Sinn Féin’s Janice Boylan recalled having walked around the city centre recently for an hour without seeing a single garda on patrol. “That’s not something that we should accept. We absolutely should have the guards fully resourced, that there is enough for them walking up and down because they absolutely do make people feel safe.”
There were repeated tributes by members of the council to those who played a part in halting the original attack including school worker Leanne Flynn Keogh who was stabbed a number of times in the incident.
Lord Mayor, Daithí De Róiste described the events in Dublin city centre on the night as “disgusting” but said he believed “from seeing the worst of our city, we also saw the best of our city”.
Several councillors, however, spoke of the ongoing fear among members of migrant communities in the wake of the rioting and some of the racist attacks it included.

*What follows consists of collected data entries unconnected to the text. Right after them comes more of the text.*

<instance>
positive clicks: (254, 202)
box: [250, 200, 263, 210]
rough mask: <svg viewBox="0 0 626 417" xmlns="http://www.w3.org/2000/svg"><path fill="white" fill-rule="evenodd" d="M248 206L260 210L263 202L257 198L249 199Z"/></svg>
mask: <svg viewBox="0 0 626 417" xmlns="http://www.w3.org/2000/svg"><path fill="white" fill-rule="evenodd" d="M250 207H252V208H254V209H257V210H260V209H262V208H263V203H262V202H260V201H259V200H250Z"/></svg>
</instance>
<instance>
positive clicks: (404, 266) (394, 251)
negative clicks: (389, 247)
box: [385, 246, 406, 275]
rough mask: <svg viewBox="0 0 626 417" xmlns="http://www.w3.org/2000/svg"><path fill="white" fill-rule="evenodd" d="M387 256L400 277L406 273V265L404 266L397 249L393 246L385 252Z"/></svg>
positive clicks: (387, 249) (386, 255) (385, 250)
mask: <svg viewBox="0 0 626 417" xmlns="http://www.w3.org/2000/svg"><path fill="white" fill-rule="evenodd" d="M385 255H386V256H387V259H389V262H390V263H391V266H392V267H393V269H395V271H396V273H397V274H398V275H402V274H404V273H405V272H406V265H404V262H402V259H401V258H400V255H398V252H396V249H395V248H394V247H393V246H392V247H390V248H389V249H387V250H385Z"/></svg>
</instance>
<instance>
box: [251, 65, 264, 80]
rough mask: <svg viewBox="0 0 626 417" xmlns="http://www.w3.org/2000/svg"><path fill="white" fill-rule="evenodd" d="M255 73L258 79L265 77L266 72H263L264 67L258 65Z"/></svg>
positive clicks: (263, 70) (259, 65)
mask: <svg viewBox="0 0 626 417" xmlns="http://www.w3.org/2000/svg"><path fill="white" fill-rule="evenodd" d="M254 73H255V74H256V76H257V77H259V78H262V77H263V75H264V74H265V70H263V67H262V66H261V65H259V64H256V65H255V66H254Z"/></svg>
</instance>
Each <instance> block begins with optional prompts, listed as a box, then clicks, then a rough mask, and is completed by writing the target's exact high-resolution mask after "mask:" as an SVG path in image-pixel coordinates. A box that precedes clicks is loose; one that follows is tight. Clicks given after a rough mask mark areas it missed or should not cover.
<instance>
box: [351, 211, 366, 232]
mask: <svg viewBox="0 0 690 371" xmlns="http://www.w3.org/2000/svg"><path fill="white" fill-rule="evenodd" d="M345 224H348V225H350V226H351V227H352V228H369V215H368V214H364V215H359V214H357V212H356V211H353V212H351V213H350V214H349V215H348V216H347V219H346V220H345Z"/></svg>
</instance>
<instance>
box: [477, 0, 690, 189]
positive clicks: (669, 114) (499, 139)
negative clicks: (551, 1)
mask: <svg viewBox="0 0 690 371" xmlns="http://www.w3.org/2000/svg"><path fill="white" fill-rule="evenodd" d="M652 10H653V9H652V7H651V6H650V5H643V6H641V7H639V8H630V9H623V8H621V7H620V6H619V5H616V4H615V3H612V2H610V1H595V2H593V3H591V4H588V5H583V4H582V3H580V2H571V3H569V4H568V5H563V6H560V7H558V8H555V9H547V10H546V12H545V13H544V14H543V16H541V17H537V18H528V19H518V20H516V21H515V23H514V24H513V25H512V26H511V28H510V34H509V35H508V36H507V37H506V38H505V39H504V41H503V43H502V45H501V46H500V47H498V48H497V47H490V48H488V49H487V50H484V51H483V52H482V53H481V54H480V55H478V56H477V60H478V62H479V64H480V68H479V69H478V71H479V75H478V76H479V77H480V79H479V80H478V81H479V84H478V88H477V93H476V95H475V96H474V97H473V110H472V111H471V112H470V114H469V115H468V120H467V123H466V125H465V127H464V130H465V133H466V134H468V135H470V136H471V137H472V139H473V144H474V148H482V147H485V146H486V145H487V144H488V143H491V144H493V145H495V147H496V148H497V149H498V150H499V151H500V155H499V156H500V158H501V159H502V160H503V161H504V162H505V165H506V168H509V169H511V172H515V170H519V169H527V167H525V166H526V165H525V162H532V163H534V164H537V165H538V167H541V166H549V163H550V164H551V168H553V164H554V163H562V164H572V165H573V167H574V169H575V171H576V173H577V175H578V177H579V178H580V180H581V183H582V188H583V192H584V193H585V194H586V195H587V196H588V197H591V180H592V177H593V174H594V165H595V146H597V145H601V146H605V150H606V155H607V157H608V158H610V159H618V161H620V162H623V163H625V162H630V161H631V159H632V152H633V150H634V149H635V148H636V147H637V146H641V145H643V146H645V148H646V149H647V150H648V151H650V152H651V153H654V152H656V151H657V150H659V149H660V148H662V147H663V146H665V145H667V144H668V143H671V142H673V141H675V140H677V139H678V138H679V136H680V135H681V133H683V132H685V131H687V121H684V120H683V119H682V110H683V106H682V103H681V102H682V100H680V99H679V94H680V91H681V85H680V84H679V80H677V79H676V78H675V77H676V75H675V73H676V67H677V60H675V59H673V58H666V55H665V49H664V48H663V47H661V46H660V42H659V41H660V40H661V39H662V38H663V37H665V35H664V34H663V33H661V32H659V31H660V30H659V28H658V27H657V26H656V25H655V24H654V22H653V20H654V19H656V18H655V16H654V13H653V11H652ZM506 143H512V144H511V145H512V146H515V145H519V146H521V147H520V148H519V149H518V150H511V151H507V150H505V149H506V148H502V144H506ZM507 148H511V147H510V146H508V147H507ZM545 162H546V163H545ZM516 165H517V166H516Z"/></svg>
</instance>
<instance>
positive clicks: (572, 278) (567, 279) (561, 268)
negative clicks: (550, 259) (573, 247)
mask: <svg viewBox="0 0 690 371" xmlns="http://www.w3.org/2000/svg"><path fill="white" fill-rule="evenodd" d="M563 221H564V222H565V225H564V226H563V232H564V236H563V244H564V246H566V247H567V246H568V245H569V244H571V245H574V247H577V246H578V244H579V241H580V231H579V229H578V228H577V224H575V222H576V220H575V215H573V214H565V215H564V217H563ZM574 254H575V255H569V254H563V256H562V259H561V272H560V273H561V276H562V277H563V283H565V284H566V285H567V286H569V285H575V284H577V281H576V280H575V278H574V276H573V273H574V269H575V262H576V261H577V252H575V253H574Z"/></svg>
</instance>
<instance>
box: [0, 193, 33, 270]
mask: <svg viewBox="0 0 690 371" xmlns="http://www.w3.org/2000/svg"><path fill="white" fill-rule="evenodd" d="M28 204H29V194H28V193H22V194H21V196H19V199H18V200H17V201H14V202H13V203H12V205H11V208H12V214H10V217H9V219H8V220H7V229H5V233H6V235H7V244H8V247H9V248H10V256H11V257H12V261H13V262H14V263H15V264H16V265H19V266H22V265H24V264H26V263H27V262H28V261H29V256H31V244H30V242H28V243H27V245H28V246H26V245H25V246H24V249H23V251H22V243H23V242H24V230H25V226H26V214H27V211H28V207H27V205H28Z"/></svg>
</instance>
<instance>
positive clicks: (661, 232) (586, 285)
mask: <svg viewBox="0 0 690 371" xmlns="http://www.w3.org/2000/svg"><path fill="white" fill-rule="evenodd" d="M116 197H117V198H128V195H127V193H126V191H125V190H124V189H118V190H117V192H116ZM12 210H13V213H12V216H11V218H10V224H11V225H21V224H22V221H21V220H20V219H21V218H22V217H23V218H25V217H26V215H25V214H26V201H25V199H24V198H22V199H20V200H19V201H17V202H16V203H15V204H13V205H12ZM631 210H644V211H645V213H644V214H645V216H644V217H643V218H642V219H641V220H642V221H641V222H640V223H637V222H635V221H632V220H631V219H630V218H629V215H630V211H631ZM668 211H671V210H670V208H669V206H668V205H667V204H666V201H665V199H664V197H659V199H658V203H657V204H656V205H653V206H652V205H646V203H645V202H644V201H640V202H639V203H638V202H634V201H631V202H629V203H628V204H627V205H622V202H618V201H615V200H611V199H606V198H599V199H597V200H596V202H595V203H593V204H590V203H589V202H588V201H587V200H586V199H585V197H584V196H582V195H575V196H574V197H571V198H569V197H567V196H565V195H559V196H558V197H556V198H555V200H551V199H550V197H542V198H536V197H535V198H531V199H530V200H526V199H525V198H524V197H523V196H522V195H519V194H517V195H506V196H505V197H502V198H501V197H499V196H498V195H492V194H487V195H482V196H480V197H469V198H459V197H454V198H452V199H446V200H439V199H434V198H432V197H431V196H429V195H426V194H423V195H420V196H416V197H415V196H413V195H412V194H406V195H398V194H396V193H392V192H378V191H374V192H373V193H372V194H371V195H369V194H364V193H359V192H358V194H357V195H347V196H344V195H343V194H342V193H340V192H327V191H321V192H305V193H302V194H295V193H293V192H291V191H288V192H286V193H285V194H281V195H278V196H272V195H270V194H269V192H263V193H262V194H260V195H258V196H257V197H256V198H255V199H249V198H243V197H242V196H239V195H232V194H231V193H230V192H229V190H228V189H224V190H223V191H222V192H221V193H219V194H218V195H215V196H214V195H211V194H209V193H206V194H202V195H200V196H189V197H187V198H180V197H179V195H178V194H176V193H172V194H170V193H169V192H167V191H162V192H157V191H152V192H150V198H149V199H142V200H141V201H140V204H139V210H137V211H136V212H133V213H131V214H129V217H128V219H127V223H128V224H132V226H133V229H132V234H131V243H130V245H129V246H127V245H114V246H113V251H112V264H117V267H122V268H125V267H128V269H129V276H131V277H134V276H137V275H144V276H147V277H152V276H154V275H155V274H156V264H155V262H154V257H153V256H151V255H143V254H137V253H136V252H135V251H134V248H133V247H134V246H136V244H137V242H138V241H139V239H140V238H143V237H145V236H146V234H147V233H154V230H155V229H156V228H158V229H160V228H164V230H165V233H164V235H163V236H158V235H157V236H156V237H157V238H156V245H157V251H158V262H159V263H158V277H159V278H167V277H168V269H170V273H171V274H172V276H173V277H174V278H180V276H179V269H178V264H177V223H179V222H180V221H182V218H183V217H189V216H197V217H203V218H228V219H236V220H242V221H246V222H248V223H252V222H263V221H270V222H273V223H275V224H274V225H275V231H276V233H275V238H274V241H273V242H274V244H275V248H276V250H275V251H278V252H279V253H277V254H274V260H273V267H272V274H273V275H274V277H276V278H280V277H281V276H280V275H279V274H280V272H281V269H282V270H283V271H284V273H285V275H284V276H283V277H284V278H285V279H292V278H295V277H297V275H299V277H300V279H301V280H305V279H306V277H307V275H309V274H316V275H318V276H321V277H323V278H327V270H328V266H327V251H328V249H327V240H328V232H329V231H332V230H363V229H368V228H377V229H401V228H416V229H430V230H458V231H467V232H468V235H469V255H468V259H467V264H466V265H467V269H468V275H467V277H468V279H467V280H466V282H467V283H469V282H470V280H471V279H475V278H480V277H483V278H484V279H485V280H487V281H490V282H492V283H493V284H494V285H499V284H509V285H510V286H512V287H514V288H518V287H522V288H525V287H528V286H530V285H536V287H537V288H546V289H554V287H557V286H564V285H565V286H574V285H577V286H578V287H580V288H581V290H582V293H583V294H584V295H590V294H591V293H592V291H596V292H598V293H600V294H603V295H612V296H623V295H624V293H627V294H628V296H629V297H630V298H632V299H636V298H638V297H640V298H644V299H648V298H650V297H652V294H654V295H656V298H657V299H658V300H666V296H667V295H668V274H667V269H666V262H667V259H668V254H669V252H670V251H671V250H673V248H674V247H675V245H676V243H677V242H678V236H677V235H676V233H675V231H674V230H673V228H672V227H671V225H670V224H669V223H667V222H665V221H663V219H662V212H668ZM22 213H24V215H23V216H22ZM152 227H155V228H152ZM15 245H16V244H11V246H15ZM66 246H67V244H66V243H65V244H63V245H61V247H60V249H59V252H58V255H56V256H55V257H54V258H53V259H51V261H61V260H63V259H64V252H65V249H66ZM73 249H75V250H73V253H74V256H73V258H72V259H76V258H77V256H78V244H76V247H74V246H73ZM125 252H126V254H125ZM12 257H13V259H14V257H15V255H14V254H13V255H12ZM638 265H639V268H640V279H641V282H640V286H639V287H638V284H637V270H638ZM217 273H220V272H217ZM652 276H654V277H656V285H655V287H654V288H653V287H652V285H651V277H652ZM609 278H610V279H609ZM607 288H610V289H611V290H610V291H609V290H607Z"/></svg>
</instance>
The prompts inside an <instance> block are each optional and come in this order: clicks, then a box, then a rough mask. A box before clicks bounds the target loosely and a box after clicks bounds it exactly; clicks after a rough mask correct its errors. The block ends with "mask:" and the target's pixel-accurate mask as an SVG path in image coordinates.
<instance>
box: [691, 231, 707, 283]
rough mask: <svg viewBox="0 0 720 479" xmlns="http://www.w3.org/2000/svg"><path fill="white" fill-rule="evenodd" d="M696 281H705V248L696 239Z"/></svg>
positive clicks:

Máire Devine of Sinn Féin, a nurse herself, said she had been at a meeting where nurses who had come here to work from overseas said they were “terrified”.
“They stood at the bus stops that night on James’s Street and were absolutely lambasted with extreme hate. And we’re going around the world trying to recruit nurses because we don’t have enough workers here.”
She said they had spoken of working to save the lives of people who, it seemed, then wanted to take theirs.
Janet Horner, a Green Party councillor representing the north inner city, said almost half of her constituents were born outside Ireland.
“And the fear among those communities is huge. We have children not turning up for school. We have people scared to walk home after they finish their shifts. And I’ve heard of people been spat at, accosted on the streets in the last week.”
Separately, the councillors agreed a motion to overturn a decision made in November not to fly the Palestinian flag from above City Hall for a week as a display of solidarity with the people of Gaza.
The flag will due to be flown from Tuesday for seven days.